28.1 – L’arte (e la tecnica) della memoria.

Il corpo che ricorda

Prima della scrittura, prima dei monumenti, prima persino delle pitture rupestri, la memoria ha abitato il corpo. Il ricordo era un gesto, un ritmo, un suono che tornava. Ogni rito era un archivio: non un archivio morto, fatto di scaffali e polvere, ma un archivio vivo, pulsante, che respirava insieme a chi lo praticava.

Pensiamo ai canti tribali, alle danze che riproducevano i cicli delle stagioni o la caccia. Non erano intrattenimento: erano strumenti di sopravvivenza. Tramandavano conoscenze pratiche, mappe invisibili per orientarsi nel mondo. La ripetizione era la garanzia: se il gesto si ripeteva, allora ciò che contava non si perdeva.

Anche la pelle era memoria. Cicatrici rituali, tatuaggi primitivi, segni che dicevano: “questo è avvenuto, questo non deve essere dimenticato.” Il corpo diventava cronaca e calendario, un documento che non si poteva archiviare altrove.

E ancora: la parola. Non scritta, ma pronunciata. Nei miti, negli inni, nelle genealogie recitate a memoria si custodiva l’identità di un popolo. Chi sapeva ricordare era il custode della comunità. Un aedo, un cantore, non era un artista isolato: era la memoria collettiva incarnata. Ma la parola è fragile: basta il silenzio di una generazione perché la catena si spezzi. Per questo ogni racconto orale portava in sé variazioni, aggiustamenti, reinterpretazioni. La memoria non era mai fissa, ma sempre in movimento.

Qui tocchiamo un punto decisivo: la memoria umana, fin dall’inizio, non è mai stata un archivio neutro. È stata selezione, reinvenzione, rielaborazione. Non ricordiamo mai tutto: ricordiamo ciò che serve, ciò che ci forma, ciò che ci segna. Il corpo e la voce hanno custodito il passato, ma lo hanno anche continuamente trasformato.

È in questo spazio che nasce la filosofia della memoria. Già Platone, nel Fedro, distingueva tra l’anamnesi (il ricordare che nasce dall’anima) e la scrittura, che ai suoi occhi era solo un supporto esterno, un artificio. Ma molto prima di Platone, l’uomo aveva già capito che la memoria non era semplice deposito: era vita che si rinnova.

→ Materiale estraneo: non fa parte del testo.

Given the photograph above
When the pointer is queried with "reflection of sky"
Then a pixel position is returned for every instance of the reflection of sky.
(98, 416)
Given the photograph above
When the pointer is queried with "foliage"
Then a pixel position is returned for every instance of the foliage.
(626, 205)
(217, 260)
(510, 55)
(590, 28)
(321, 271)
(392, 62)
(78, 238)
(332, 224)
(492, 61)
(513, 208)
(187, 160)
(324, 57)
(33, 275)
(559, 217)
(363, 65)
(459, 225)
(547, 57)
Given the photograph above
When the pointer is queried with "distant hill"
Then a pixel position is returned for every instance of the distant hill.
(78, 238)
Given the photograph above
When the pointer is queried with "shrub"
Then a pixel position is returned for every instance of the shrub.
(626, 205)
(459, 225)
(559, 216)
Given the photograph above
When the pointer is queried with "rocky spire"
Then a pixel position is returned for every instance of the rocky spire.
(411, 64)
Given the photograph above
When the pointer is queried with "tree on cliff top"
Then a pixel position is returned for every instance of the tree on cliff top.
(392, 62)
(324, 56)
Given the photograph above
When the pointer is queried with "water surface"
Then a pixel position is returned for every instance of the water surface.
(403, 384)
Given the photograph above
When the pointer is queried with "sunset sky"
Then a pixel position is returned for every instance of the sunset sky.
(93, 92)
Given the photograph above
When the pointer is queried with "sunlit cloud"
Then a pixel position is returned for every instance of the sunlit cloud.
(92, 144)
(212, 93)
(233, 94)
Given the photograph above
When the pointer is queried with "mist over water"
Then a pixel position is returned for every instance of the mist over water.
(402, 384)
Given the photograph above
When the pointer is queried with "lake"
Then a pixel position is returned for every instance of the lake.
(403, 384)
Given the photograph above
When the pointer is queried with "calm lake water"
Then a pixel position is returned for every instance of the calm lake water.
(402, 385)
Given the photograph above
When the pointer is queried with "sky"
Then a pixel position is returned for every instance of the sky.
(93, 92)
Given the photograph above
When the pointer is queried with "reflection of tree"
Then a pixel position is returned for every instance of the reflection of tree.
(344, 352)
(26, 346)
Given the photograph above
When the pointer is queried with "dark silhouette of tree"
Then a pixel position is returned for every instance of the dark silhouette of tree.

Siamo dunque agli inizi di un lungo cammino. Prima ancora dei libri e delle biblioteche, la memoria era carne e voce. E proprio qui scopriamo un paradosso che ci accompagnerà in tutta questa serie: ciò che nasce fragile – il corpo, la voce – è stato capace di tramandare più di quanto a volte riescano i supporti rigidi e “eterni”. Forse perché ciò che passa di bocca in bocca, di gesto in gesto, conserva un calore che nessun archivio potrà mai replicare.